2026 Intern, PhD, Machine Learning Engineer, Simulation
Waymo
Waymo is an autonomous driving technology company with the mission to be the world's most trusted driver. Since its start as the Google Self-Driving Car Project in 2009, Waymo has focused on building the Waymo Driver—The World's Most Experienced Driver™—to improve access to mobility while saving thousands of lives now lost to traffic crashes. The Waymo Driver powers Waymo’s fully autonomous ride-hail service and can also be applied to a range of vehicle platforms and product use cases. The Waymo Driver has provided over ten million rider-only trips, enabled by its experience autonomously driving over 100 million miles on public roads and tens of billions in simulation across 15+ U.S. states.
The Waymo Simulation team builds state-of-the-art simulations of realistic environments for testing and training the Waymo Driver, which is Waymo's autonomous driving technology. They develop industry-leading simulation solutions using advanced machine learning algorithms to measure and enhance the performance of the Waymo Driver. Waymo interns work with leaders in the industry on projects that deliver significant impact to the company. We believe learning is a two-way street: applying your knowledge while providing you with opportunities to expand your skillset. Interns are an important part of our culture and our recruiting pipeline. Join us at Waymo for a fun and rewarding internship!

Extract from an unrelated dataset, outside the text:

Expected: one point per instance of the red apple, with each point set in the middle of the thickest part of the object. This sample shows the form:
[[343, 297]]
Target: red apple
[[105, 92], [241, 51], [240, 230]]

This internship will be based on-site at our headquarters in Mountain View, CA.
You will:
- Research, implement, and evaluate state-of-the-art generative models and advanced sampling techniques for ultra-realistic multi-agent simulations and full fidelity scenario generation.

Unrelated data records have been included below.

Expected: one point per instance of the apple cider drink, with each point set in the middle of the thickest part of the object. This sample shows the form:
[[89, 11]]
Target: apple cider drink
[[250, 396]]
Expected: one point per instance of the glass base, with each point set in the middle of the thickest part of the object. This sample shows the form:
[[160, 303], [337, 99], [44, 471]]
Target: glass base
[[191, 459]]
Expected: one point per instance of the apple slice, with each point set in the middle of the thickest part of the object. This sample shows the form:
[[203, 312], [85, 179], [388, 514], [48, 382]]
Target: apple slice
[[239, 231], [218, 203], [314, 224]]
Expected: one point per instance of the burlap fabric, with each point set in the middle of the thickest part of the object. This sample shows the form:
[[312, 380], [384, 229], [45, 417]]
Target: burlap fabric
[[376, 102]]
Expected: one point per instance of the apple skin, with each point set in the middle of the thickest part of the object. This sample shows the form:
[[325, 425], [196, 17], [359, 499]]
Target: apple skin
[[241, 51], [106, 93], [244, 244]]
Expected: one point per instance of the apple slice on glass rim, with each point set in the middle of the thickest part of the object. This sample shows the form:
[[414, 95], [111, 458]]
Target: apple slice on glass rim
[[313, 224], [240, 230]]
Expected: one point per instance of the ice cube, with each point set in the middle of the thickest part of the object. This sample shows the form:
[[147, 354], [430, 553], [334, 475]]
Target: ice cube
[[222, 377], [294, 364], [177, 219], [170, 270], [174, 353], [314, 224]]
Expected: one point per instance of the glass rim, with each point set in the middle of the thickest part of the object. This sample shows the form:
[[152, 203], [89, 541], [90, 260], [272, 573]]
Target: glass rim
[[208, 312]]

- Collaborate with research and engineering teams to integrate models into Waymo's simulation and verification workflows, applying cutting-edge VL and ML efficiency technology.
- Contribute to projects that evaluate and improve world modeling of high fidelity sensor data for Waymo's E2E AI-first Driver, with opportunities to publish novel research.
You Have:
- Currently pursuing a Ph.D. in Computer Science, Machine Learning, Electrical Engineering, or a related technical discipline.

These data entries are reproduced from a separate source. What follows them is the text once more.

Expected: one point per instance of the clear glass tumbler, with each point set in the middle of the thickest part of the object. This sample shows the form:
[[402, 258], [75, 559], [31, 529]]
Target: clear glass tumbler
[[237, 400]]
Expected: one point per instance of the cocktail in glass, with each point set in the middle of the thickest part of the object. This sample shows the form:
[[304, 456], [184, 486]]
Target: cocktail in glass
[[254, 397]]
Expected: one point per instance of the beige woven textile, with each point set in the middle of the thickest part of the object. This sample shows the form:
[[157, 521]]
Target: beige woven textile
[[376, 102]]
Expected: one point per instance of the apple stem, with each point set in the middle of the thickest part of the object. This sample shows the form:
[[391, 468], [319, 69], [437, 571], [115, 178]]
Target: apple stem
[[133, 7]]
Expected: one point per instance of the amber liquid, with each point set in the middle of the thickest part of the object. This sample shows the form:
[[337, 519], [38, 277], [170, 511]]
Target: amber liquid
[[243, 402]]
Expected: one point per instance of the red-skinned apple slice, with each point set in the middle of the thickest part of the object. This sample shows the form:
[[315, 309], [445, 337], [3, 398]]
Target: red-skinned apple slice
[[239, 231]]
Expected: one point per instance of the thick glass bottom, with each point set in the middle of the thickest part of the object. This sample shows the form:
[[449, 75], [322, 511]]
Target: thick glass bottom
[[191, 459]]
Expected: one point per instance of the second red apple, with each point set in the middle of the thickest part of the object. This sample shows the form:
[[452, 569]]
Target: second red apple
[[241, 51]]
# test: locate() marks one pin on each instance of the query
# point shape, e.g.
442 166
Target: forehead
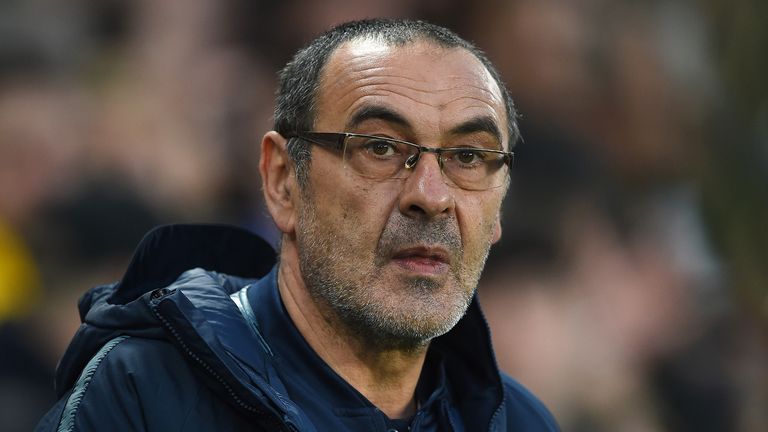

- Strong publication record in top-tier AI/ML or VL conferences and demonstrated expertise in AI Architecture, Deep Learning, Reinforcement Learning, High Performance Computing, Compilers, and/or Computer Architecture.
- Hands-on experience with deep learning frameworks (e.g., PyTorch, TensorFlow, JAX) and ML coding, proficiency in Python and/or C/C++
We Prefer:
- Experience with large-scale model training, including large diffusion models, world modeling, foundational models, ML modeling and system design and experience in 3D Vision, including 3D or 4D Gaussian Splatting, 3D Assets Generation, etc.
- Proficiency in ML frameworks like Jax, XLA, and/or TPU, and contributions to relevant open-source projects.
- Demonstrated expertise in research domains such as Deep Learning, Reinforcement Learning, Distributed systems, AI Architecture, and familiarity with 3DGS/NeRF technologies.